Bloomberg had on this morning a chart comparing the Nasdaq bubble and the runup in oil since Nov. '01. Oil has surpassed in percentage gains the tech bubble.
Quote from ljyoung:
... you question why ICE should be driving NYMEX.
Quote from Covertibility:
Bloomberg had on this morning a chart comparing the Nasdaq bubble and the runup in oil since Nov. '01. Oil has surpassed in percentage gains the tech bubble.
Quote from Charlie_Sheen:
To me, the "why" issue is secondary to the "how" issue. In other words, first the technical question and then the philosophical.
If you know your ICE product will be priced via the NYMEX close and the product is trading an equivalent of $1.00 over NYMEX - why would you BUY the ICE product? I think you would short it and buy the NYMEX and not really care who was holding what on the ICE.
Second - the NYMEX CEO testified that once the NYMEX started day session electronic trading in NG, the NYMEX NG and ICE NG prices were very similar most of the time. I have to imagine the same is true for crude, especially with the use of the NYMEX settlement price. So "how" would you be able to "see" that the "smart money" or "collusion money" or whatever is placing bets on the ICE?
Last, even if you could "see" who was doing what on ICE - what would it tell you? When Amaranth moved positions from NYMEX to ICE in NG, what did that tell you?
Ultimately, nothing more than a particular player has decided to make a big bet. The subsequent prices, reflected on the NYMEX, determined the outcome of the large bet. The large bet did not determine the prices on the NYMEX.
Quote from ljyoung:
The 'why' in my statement referred to the fact that given how you perceive the technicals, then 'how' can this be so. It was not a philosophical query.
I thought the CFTC had in addition to trader type also the magnitude of position holdings by major players? This transparency is not present with ICE.
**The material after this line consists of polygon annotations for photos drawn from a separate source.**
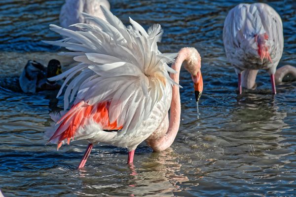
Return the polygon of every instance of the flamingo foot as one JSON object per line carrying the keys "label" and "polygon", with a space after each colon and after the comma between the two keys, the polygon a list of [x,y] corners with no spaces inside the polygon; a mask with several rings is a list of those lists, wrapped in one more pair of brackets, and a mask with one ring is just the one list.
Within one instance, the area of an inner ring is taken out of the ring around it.
{"label": "flamingo foot", "polygon": [[238,92],[239,92],[239,94],[242,94],[242,81],[241,81],[241,75],[240,73],[237,74],[237,77],[238,77]]}
{"label": "flamingo foot", "polygon": [[90,154],[90,152],[93,148],[92,144],[88,144],[88,146],[86,149],[86,151],[85,151],[85,153],[82,157],[82,159],[81,159],[79,165],[78,166],[78,169],[81,169],[83,167],[84,167],[84,165],[85,165],[85,163],[86,162],[86,160],[87,160],[87,158],[88,158],[88,156],[89,156],[89,154]]}
{"label": "flamingo foot", "polygon": [[127,164],[130,166],[133,165],[134,155],[135,155],[135,150],[129,151],[128,152],[128,157],[127,158]]}
{"label": "flamingo foot", "polygon": [[276,94],[276,89],[275,89],[275,81],[274,80],[274,74],[270,75],[270,82],[271,82],[271,87],[272,87],[272,92],[273,94]]}

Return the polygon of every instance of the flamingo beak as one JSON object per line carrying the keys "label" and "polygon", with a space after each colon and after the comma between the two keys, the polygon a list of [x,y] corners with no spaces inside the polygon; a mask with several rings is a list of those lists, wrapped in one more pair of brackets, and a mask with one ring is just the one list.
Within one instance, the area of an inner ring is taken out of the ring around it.
{"label": "flamingo beak", "polygon": [[203,88],[203,81],[201,72],[199,71],[196,75],[191,75],[191,78],[194,84],[194,94],[196,102],[199,101]]}

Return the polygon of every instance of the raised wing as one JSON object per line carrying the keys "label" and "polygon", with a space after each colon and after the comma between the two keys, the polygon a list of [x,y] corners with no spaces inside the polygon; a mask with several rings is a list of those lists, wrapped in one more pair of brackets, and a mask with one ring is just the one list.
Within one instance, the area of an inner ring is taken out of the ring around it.
{"label": "raised wing", "polygon": [[147,32],[130,19],[132,26],[128,29],[108,9],[101,8],[107,22],[84,14],[96,25],[75,25],[81,31],[50,25],[50,29],[68,38],[45,42],[74,51],[63,54],[80,62],[51,80],[66,77],[58,95],[68,84],[65,110],[76,92],[74,105],[81,101],[93,106],[108,102],[110,123],[116,121],[117,125],[123,125],[120,133],[128,134],[148,118],[165,96],[167,83],[175,83],[168,74],[175,71],[167,63],[172,62],[176,54],[158,51],[156,42],[162,34],[159,25]]}

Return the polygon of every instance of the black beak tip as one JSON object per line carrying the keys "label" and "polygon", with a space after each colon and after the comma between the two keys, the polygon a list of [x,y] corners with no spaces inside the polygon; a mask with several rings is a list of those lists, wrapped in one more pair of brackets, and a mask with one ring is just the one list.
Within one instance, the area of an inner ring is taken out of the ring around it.
{"label": "black beak tip", "polygon": [[198,102],[198,101],[199,101],[199,98],[201,96],[201,92],[200,92],[198,91],[194,91],[194,94],[195,95],[195,100],[196,102]]}

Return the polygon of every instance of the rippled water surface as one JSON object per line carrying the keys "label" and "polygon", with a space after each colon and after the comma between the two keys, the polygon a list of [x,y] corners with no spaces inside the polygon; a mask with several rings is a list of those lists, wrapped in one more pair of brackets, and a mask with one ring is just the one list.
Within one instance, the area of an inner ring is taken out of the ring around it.
{"label": "rippled water surface", "polygon": [[[76,170],[87,143],[75,141],[58,152],[44,146],[48,114],[63,108],[56,92],[35,94],[9,89],[28,59],[46,64],[59,48],[40,40],[58,36],[63,0],[0,0],[0,189],[14,196],[292,196],[296,195],[296,83],[277,86],[260,72],[258,88],[238,96],[237,78],[225,56],[224,1],[111,0],[124,23],[128,16],[147,28],[164,30],[162,52],[196,47],[202,58],[204,87],[197,119],[190,75],[181,72],[181,123],[175,142],[161,153],[145,143],[136,151],[135,169],[124,149],[100,145],[84,169]],[[284,52],[279,66],[296,65],[295,1],[269,4],[281,16]],[[67,69],[66,67],[65,70]],[[3,82],[4,81],[4,82]]]}

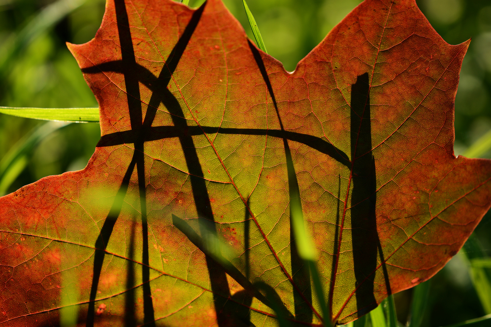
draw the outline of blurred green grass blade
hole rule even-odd
[[[5,194],[24,170],[37,145],[49,134],[67,125],[66,123],[49,122],[34,127],[10,148],[0,160],[0,196]]]
[[[0,107],[0,113],[26,118],[75,123],[99,123],[99,108]]]
[[[481,268],[491,268],[491,258],[476,258],[470,260],[472,267]]]
[[[463,249],[457,255],[467,262],[470,279],[483,309],[486,313],[491,314],[491,279],[487,271],[491,268],[491,259],[484,257],[482,246],[474,234],[470,235]]]
[[[430,293],[430,282],[420,283],[413,289],[411,303],[411,322],[409,327],[419,327],[423,321],[425,311],[428,305]]]
[[[487,314],[491,314],[491,284],[486,275],[485,268],[474,267],[471,264],[469,270],[470,279],[484,312]],[[489,326],[491,326],[491,324]]]
[[[27,158],[26,155],[21,155],[12,162],[0,178],[0,196],[5,195],[9,187],[17,176],[21,175],[27,165]]]
[[[296,235],[295,235],[296,236]],[[312,279],[314,282],[314,289],[315,290],[315,294],[317,297],[317,301],[321,305],[321,309],[322,311],[322,318],[324,319],[324,327],[331,327],[331,315],[329,312],[329,308],[327,307],[327,302],[326,302],[326,297],[324,296],[324,290],[322,287],[322,283],[321,282],[321,278],[319,277],[319,271],[317,270],[317,266],[315,264],[315,262],[313,260],[306,260],[308,264],[310,273],[312,274]]]
[[[423,317],[428,305],[430,294],[430,282],[420,283],[413,289],[412,301],[411,303],[411,322],[409,327],[419,327],[423,322]]]
[[[246,14],[247,15],[247,19],[249,21],[249,25],[250,25],[250,28],[252,30],[252,33],[254,34],[254,38],[256,38],[256,43],[260,49],[264,51],[265,53],[267,53],[268,51],[266,51],[266,46],[264,45],[264,41],[263,41],[263,38],[261,36],[259,29],[257,27],[257,24],[256,24],[256,20],[254,19],[252,13],[249,10],[249,7],[247,6],[247,3],[246,3],[246,0],[242,0],[242,3],[244,5],[244,9],[246,10]]]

I do not trade oil futures and so what I say may simply be reflective of my ignorance. The two exchanges are not separated by a wall. Traders can have positions in both. Is it not possible for ICE to influence [= run up] the NYMEX price? The effectiveness of such a strategy must have some aspect related to the size of the holding. So although the settlement may be NYMEX-based, if the ICE manipulator can salvage some acceptable percentage of the runup [whatever that might happen to be], then mission accomplished?
lj
Quote from tjymaui:
Would be interested in seeing the chart comparing the two. Tried looking for it on the Bloomberg site but couldn't find it. Could you post it here if it's still available? Thank you in advance.
Quote from Charlie_Sheen:
Let's start with the basics.
If HESS refining buys crude oil from one of ExxonMobil's West African crude fields, they will have a contract that will incorporate an average of NYMEX or IPE settlement prices, with the beginning and end of the pricing generally straddling the deemed change in possession. The periods tend to be between 10 and 20 business days.
If a large NYMEX player is maxed out on their position limit and wants to go long, he would probably do so by going long an ICE product. Let's say this player is George Soros.
The ICE price then nudges slightly over the NYMEX. Another player - who is not maxed out on the NYMEX and is set up to arb - sees this and decides to short the ICE and buy the NYMEX. We'll call him Jim Simons of Renaissance Technology. This would bring the ICE down somewhat and the NYMEX up somewhat. Let's say this happens on day "one" of the pricing period between Hess and XOM. So the physical oil price is affected a bit. However, the next day, Jim Simons liquidates. He sells off his long NYMEX side. This pushes NYMEX down somewhat and the previous day's impact on the pricing period is reversed.
First - Even if the "mission"(moving up the NYMEX) is somewhat accomplished on one day, it is likely to be reversed the next. Realistically, the "mission" is more likely "accomplished" and reversed in five or ten minute increments - resulting in no impact on the pricing of physical oil purchased by HESS in the above example.The arb battle is not perfectly effective in controlling price movement otherwise prices would never go anywhere. Prices are controlled by mechanisms outside of arbing.
Second - I am sure the number of players set up to arb away ICE / NYMEX fluctuations dwarf the number of players who have maxed out their NYMEX position limit or are so large that they don't want the NYMEX to know what they are doing. So I doubt the ICE and NYMEX products deviate very far from each other. Definitely not enough to validate a (implied by the author) $30/bbl. or $40/bbl. ICE influenced deviation from the fundamentals - whatever they may be.
Third, if you could actually "see" that Soros was buying on ICE, but Simons was selling - what would that tell you? If Brian Hunter was buying and Victor Niederhoffer was selling, what would that tell you? I agree who the "Large Speculator" is doesn't matter a whit.